Most importantly, take a break! If you feel fatigue slowly numbing your mind, 

it’s time to close down technology and do something non-academic!  Go to the movies, catch up with friends, write, draw, do anything other than work. Even if finals are next week, find a few hours to completely relax the weekend before. 

So now, you’ve been preparing for two or three weeks. Information is so inscribed in your brain that you can answer questions in the middle of the night. Tomorrow’s the test. The one test that will determine 20-50 percent of your grade for the entire trimester. Breathe in deeply, create a last minute to-do list. Wake up, shower, do a final skim of the syllabus, and dress.  Lay down all of your clothes the night before and have a good night’s sleep. In the morning, do some exercise to get the blood pumping, skim over the syllabus, and then stop thinking about the test! 
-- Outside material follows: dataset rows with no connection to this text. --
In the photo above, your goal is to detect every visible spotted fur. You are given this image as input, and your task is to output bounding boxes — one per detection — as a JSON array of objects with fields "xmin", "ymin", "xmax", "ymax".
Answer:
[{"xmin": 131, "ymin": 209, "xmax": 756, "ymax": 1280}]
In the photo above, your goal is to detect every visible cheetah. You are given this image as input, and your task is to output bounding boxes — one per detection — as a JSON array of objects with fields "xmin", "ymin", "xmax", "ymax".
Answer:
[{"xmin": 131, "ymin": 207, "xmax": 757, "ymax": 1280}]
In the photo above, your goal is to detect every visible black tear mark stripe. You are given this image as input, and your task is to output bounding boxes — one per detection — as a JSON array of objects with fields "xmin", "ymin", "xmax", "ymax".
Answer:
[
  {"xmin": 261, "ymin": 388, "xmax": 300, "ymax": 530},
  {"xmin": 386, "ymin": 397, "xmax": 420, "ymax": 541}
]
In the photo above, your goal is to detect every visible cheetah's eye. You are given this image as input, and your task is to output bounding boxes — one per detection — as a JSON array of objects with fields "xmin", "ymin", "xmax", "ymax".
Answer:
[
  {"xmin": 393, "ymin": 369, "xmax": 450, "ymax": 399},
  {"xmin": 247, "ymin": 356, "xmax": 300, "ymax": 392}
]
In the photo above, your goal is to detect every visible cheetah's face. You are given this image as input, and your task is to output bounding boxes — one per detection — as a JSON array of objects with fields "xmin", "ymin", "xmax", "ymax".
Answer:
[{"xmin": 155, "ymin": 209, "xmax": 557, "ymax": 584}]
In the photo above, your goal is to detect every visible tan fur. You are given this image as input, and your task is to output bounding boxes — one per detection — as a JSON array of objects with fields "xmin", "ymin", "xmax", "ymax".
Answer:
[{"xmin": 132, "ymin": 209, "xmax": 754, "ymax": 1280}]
On the last page of my yellowing journal is a simple phrase. “There is more to life than just numbers.” And it’s true. Grades are simply numbers, and even if you do not receive the grade that you thought you would, just be content with the fact that you’ve learned, which is what education is set out to do. 

Last, but not least, keep a tattered old journal to write down your own discoveries, so that maybe one day, you’ll be sitting on a comfy sofa, sipping iced chocolate, and writing a “how-to” article of your own.